Bengkulu – Muhammadiyah Disaster Management Center (MDMC) Bengkulu bekerja sama dengan tim medis RSU ‘Aisyiyyah Padang menyelenggarakan layanan kesehatan gratis bagi warga terdampak bencana di Desa Pancung Taba. Kegiatan ini merupakan bagian dari respons kebencanaan Muhammadiyah untuk memastikan akses layanan kesehatan dasar pascabencana.
Layanan yang diberikan meliputi pemeriksaan umum, pengobatan ringan, konsultasi medis, dan distribusi obat sesuai kebutuhan. Kegiatan ini disambut antusias oleh warga yang selama ini mengalami keterbatasan akses layanan kesehatan.
Seluruh respons bantuan kebencanaan Muhammadiyah di bawah kendali Pos Komando Wilayah (Poskor Wilayah) Muhammadiyah Sumatera Barat yang dikomandoi Hendri Novigator. Poskor berperan sebagai pusat kendali operasional, koordinasi, dan pengambilan keputusan strategis.

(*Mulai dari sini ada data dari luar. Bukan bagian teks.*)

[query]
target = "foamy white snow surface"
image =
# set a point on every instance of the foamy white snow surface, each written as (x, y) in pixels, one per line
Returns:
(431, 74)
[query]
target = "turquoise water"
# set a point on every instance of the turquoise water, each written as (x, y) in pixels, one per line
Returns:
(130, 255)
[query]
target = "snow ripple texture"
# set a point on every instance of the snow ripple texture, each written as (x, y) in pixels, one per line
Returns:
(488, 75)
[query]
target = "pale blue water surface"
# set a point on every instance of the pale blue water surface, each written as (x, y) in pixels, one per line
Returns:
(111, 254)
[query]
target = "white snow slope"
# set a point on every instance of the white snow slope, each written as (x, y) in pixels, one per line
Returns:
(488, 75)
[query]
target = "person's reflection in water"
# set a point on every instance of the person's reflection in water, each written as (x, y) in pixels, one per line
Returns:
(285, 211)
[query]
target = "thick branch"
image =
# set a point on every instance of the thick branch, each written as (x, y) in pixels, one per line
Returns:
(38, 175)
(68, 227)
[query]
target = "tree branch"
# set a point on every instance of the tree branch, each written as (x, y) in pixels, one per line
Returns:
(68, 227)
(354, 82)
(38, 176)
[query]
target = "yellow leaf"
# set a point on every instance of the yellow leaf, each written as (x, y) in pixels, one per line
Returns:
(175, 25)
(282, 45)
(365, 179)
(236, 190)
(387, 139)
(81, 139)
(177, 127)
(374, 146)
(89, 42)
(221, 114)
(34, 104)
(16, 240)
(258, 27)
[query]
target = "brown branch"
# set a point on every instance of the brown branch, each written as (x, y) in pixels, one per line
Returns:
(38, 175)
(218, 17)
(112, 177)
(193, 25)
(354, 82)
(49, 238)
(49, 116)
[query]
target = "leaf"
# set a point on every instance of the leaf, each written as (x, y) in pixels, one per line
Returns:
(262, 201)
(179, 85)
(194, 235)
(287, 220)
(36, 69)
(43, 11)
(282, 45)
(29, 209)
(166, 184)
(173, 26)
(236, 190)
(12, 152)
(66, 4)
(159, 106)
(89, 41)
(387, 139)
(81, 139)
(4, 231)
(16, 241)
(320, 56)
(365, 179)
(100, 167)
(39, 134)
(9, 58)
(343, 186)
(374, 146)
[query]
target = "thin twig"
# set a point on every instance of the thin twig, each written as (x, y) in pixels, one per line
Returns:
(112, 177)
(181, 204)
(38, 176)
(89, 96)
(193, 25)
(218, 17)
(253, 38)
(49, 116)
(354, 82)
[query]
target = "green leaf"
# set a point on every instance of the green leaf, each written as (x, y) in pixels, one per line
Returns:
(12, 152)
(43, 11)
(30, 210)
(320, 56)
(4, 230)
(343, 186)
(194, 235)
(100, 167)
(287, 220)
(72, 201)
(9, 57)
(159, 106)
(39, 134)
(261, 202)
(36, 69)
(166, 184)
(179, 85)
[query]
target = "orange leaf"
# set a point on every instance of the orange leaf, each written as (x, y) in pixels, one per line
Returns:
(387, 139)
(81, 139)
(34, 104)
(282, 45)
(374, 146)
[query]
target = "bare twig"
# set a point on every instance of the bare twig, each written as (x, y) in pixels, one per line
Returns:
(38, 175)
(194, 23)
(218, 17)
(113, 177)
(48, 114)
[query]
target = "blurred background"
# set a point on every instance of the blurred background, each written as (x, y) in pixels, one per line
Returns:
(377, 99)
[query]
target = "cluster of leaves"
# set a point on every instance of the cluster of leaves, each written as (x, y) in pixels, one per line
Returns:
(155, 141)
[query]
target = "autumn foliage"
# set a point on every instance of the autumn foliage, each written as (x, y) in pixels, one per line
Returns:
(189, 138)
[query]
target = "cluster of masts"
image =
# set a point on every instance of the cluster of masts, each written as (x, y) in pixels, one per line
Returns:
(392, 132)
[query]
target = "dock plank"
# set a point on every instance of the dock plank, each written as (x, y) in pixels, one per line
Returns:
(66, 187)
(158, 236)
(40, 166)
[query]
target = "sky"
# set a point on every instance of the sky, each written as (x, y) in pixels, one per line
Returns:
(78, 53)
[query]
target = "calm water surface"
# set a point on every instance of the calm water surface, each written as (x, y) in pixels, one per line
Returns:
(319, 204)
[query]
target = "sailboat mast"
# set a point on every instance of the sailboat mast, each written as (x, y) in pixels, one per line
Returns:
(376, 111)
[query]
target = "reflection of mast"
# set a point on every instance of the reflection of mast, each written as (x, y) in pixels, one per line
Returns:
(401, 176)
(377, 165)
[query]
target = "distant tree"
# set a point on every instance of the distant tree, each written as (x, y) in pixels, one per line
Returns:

Di lapangan, MDMC menjadi ujung tombak pelaksanaan kegiatan yang dikoordinasikan Ketua MDMC Portito, yang mengatur relawan, tenaga medis, dan sumber daya agar bantuan berjalan efektif. Sementara itu, dukungan pendanaan dan penghimpunan bantuan ditangani oleh Lazismu di bawah pimpinan Zainal Aqil, yang menghimpun donasi dari internal dan eksternal Muhammadiyah.
Semua donasi uang dipastikan melalui satu pintu di Lazismu dengan pengelolaan dana yang transparan dan akuntabel melalui rekening resmi di Bank Danamon. Melalui sinergi Poskor, MDMC, dan Lazismu, Muhammadiyah menegaskan komitmennya untuk membantu masyarakat terdampak bencana, baik dalam fase tanggap darurat maupun pemulihan kesehatan dan kesejahteraan. Kegiatan ini diharapkan dapat meringankan beban warga Desa Pancung Taba dan mempercepat pemulihan.